1) Illustrate via simulation and associated explanatory text the properties of the distribution of the mean of 40 exponentials. You should Show the sample mean and compare it to the theoretical mean of the distribution.
Setup work environment
## Warning: package 'knitr' was built under R version 3.3.3
## Warning: package 'ggplot2' was built under R version 3.3.3
## Warning: package 'dplyr' was built under R version 3.3.3
##
## Attaching package: 'dplyr'
## The following objects are masked from 'package:stats':
##
## filter, lag
## The following objects are masked from 'package:base':
##
## intersect, setdiff, setequal, union
Make a dataframe of a 1000 rows of 40 observations (n=40) - lamda=.2 and find mean values for each row
a1<- rexp(40000,.2)
m1<- matrix(a1,1000)
d1<-tbl_df(m1)
mean1<-apply(d1,1,mean)
Look at theortical and actual: mean, standard deviation and variance. Note that the theortical mean is 1/lamda or 5. The actual mean is computed below. Note that the difference between the theortical mean and the actual mean is very small.
mean_actual<-mean(mean1)
mean_actual
## [1] 5.03249
Let’s graph the mean as a density histogram for the 1000 rows of observations
meandf<-data.frame(mean1)
g<-ggplot(meandf, aes(x=mean1))
plotmean<-g + geom_histogram(binwidth = .1,fill="yellow",color="black")+labs(x="Mean Values", y="Frequency",title="Simulated distribution of the mean for 1000 rows of 40 exponentials")
plotmean

2) Show how variable the sample is (via variance) and compare it to the theoretical variance of the distribution and 3) Show that the distribution is approximately normal. Let’s compare simulated means with a stat_fuction line using theortical mean of 5 and theortical sd of .625.

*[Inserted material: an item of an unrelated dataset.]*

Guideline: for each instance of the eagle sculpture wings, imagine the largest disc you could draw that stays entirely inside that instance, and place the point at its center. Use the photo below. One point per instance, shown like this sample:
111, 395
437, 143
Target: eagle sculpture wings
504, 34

g2<-ggplot(meandf, aes(x=mean1) )
plot2<- g2 +geom_histogram(binwidth=.1,fill="yellow",color="black",aes(y=..density..))+labs(x="Mean Values", y="Density",title="Compare distribution of the theortical mean (RedLine) vrs actual mean (GreenLine)") + stat_function(fun = dnorm, args = list(mean=5,sd=.7776059),color="red",size=1) + stat_density(geom="line",color="green",size=1)
plot2